乐队与指挥的关系是老生常谈,但任何一个指挥都不可能回避。把指挥分成“暴君”与“民主”型虽有武断之嫌,但也多少说明些问题。前者有穆拉文斯基和晚年的卡拉扬,指挥君临一切,后者的典型代表是阿巴多,在意与乐队之间充分的沟通。杨松斯与乐队建立了真正的伙伴关系,“不能因为你是指挥就理所当然地认为你能解决所有问题。你是领导,有权做主,但要明白,伙伴关系很重要。他们(乐队队员)有权表达意见,只有这样,指挥与乐团之间才能产生一种催化剂。”这种伙伴关系,从次日在上海音乐厅他与巴伐利亚广播交响乐团的合作,以及2006年的新年音乐会现场都可以得到充分的验证。
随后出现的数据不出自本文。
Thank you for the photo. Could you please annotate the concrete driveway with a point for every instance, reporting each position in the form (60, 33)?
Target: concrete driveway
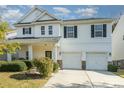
(84, 79)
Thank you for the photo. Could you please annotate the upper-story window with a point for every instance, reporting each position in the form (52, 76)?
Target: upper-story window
(42, 30)
(50, 28)
(70, 32)
(26, 30)
(99, 30)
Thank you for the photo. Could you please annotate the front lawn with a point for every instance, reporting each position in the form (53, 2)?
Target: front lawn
(20, 80)
(120, 73)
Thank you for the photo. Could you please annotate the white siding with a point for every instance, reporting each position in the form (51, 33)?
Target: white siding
(32, 16)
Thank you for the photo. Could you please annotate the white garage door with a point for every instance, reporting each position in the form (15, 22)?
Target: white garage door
(96, 61)
(71, 60)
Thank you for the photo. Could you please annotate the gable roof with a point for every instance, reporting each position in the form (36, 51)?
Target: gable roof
(34, 15)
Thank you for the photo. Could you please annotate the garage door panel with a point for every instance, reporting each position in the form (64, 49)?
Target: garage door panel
(96, 61)
(71, 60)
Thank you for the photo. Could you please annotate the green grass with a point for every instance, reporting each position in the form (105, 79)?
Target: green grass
(20, 80)
(120, 73)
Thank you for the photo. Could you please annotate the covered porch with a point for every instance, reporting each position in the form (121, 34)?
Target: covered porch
(36, 48)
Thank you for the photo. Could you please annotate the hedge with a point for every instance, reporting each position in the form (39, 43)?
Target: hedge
(44, 66)
(12, 66)
(112, 68)
(55, 67)
(29, 64)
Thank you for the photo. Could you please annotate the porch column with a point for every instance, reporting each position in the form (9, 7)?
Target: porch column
(54, 54)
(30, 52)
(83, 60)
(9, 57)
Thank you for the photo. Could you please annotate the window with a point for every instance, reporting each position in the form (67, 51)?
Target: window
(26, 31)
(27, 55)
(42, 30)
(48, 54)
(50, 30)
(70, 32)
(98, 30)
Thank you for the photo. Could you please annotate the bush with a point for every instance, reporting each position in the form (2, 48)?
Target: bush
(29, 64)
(112, 68)
(12, 66)
(44, 66)
(55, 67)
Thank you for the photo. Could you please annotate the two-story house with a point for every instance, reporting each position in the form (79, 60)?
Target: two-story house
(77, 43)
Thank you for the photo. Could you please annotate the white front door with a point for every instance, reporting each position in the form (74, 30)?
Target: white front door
(96, 61)
(71, 60)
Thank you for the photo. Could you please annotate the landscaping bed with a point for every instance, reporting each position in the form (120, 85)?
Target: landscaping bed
(120, 73)
(21, 80)
(26, 74)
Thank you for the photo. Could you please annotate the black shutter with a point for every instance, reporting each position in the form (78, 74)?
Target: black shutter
(104, 30)
(65, 32)
(75, 31)
(30, 30)
(92, 31)
(23, 31)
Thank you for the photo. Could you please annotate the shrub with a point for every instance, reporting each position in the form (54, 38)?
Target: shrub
(55, 67)
(44, 66)
(112, 68)
(12, 66)
(29, 64)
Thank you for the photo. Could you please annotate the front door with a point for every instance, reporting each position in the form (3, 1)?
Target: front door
(48, 54)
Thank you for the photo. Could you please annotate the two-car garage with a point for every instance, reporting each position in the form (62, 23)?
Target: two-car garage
(94, 60)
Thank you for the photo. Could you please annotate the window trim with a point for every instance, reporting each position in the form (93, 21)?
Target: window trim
(68, 32)
(50, 30)
(42, 30)
(27, 31)
(97, 30)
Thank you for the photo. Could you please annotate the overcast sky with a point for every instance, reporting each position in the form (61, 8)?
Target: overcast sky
(12, 13)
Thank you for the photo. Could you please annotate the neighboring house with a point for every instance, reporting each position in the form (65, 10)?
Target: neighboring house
(77, 43)
(118, 41)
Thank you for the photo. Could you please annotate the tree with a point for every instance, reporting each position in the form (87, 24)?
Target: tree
(6, 47)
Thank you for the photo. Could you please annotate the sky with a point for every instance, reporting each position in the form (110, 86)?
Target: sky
(12, 13)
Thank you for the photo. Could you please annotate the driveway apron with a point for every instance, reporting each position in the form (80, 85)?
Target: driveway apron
(69, 79)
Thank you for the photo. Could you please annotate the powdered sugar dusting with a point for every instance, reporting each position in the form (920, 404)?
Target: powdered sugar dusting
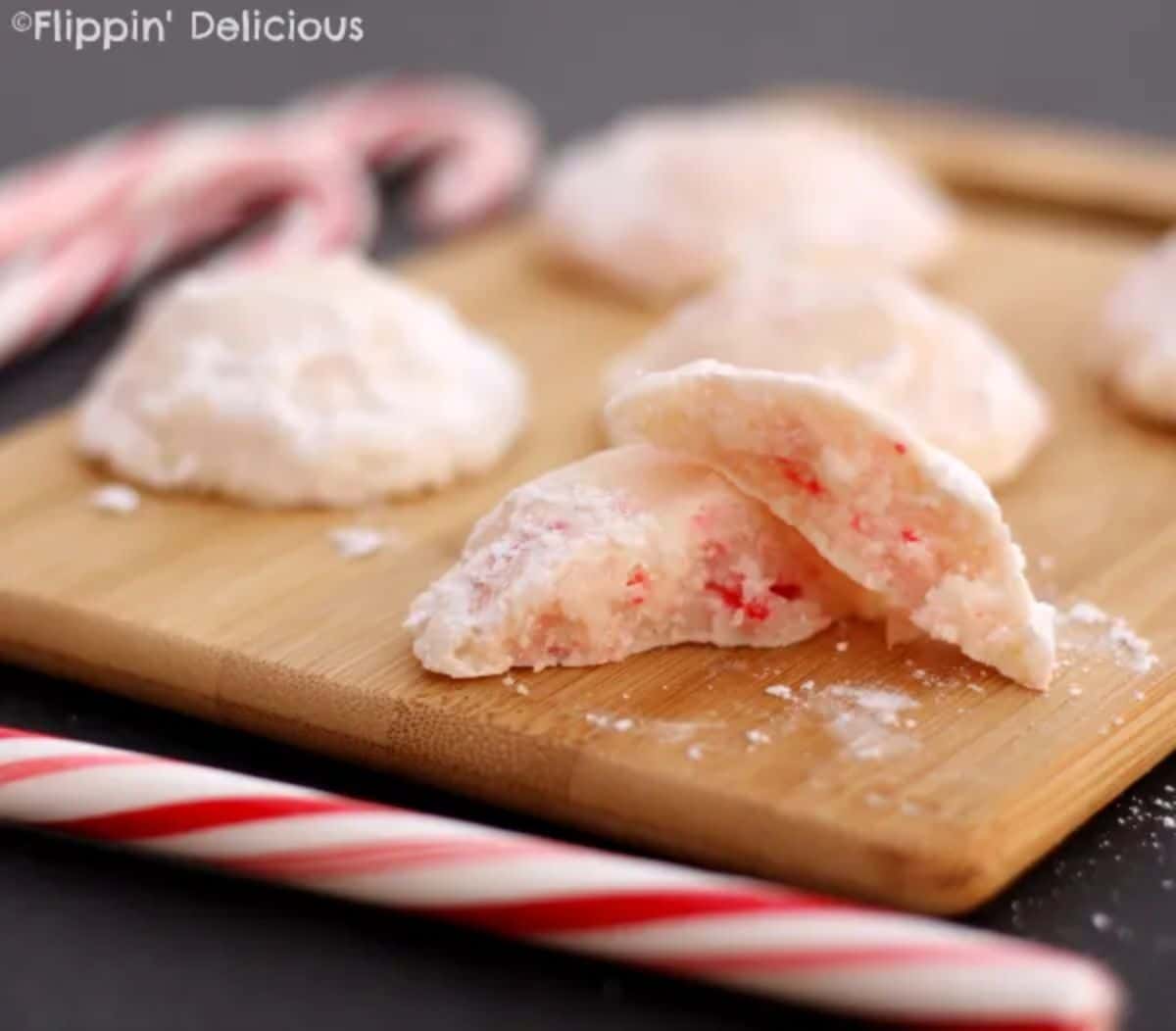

自2005年的匆匆一别,再也没有机缘和杨松斯谋过面。也没有刻意追看他的现场,倒是更加留意他的唱片。许多俄罗斯指挥家都录制了肖斯塔科维奇全集或者绝大部分作品,许多年,那些权威版本赫然而立。康德拉辛、穆拉文斯基、罗日杰斯特文斯基,以及晚生后辈巴尔夏伊、彼得连科等都有相当不错的个人诠释。非俄罗斯籍的如海廷克也有水准颇高的解读。面对前辈和晚生,杨松斯也必须有自己的建树。作为一个既非俄罗斯又不属西方的指挥家,他和巴伐利亚广播交响乐团在EMI录制的唱片受到爱乐者默默的喜爱,但从来没有大红大紫过。终于,第十三交响曲获得了2006年的格莱美唱片大奖。许多指挥家都在老肖某部交响曲有独特的演绎,但第十三这样极有分量的晚期作品(男低音、男声合唱与乐队),除了康德拉申当年的力作,少有为人称道的新版本。杨松斯的胜出绝非偶然,一切都是命定的事。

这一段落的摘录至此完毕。